As news started to trickle in that the US Environmental Protection Agency had determined that greenhouse gases are a threat to human health and the environment (thus opening carbon dioxide and equivalent greenhouse gases to government regulation with or without the blessing of Congress),* the excitement in the halls of the Bella Center rose. High fives were exchanged among American observers, and Rajendra Pachauri, chair of the Intergovernmental Panel on Climate Change told my office mate, Sam Eaton of Marketplace, that it was high time that Obama flexed his muscle on climate change. EPA’s move had been in the works for a while.
Back in September when I attended a climate change conference in Tokyo, UNFCCC head Yvo de Boer hinted it would happen. But it’ll take a lot more than an EPA announcement to move delegates toward a final deal at this conference. One of the biggest issues they face is how to finance emissions reductions throughout the developing world. Poor countries say they need rich countries to help them build a clean energy infrastructure if they are to agree to any binding deal.

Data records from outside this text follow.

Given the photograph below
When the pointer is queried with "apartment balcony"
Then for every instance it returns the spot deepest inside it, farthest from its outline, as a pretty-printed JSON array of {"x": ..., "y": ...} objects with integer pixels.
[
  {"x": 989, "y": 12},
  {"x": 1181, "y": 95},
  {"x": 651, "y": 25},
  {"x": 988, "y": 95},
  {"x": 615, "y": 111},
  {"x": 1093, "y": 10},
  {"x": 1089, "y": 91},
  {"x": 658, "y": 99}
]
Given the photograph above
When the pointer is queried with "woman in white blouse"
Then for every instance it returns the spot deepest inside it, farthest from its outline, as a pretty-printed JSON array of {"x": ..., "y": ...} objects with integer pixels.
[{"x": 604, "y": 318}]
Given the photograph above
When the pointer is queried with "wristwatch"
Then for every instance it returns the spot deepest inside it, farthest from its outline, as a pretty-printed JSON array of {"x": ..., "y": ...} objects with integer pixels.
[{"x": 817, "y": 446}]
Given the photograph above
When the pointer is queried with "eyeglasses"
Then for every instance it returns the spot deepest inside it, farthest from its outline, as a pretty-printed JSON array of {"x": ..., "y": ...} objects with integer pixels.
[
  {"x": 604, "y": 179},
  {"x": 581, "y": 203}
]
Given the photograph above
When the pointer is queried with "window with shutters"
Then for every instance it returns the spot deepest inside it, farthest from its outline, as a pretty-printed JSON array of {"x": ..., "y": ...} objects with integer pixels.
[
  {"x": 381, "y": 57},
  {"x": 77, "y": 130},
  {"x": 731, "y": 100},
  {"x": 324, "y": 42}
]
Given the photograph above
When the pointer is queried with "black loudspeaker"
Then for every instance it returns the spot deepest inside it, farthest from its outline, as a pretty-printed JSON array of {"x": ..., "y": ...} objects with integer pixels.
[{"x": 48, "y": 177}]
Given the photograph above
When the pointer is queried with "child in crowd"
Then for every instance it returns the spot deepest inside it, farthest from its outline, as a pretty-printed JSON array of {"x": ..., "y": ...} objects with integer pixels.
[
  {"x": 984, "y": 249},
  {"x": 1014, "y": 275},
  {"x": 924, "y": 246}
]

Rich countries are scratching their heads trying to figure out how to finance this (de Boer says it’ll cost around $10 billion a year) and, more importantly, how to divvy up the cost, especially in the throes of a global recession.
What does this mean for California? It’s one of the few states that have passed carbon dioxide reducing legislation. It behooves us to have neighbors, both domestically and internationally, who have similar laws, so that employers don’t flee the state to escape environmental regulations–a very real scenario in this economy. Whether or not Hopenhagen lives up its nickname, it’s already turning into an interesting event.
*Ed. Note: Back in Washington, at an afternoon news conference, EPA Administrator Lisa Jackson explained that today’s “finalizing” of the previously announced endangerment finding now “obligates” the agency to regulate carbon dioxide under the Clean Air Act. But she hastily added that it’s not a replacement for Congressional action. “Legislation is still the best way,” said Jackson. “It’s not an either-or proposition.”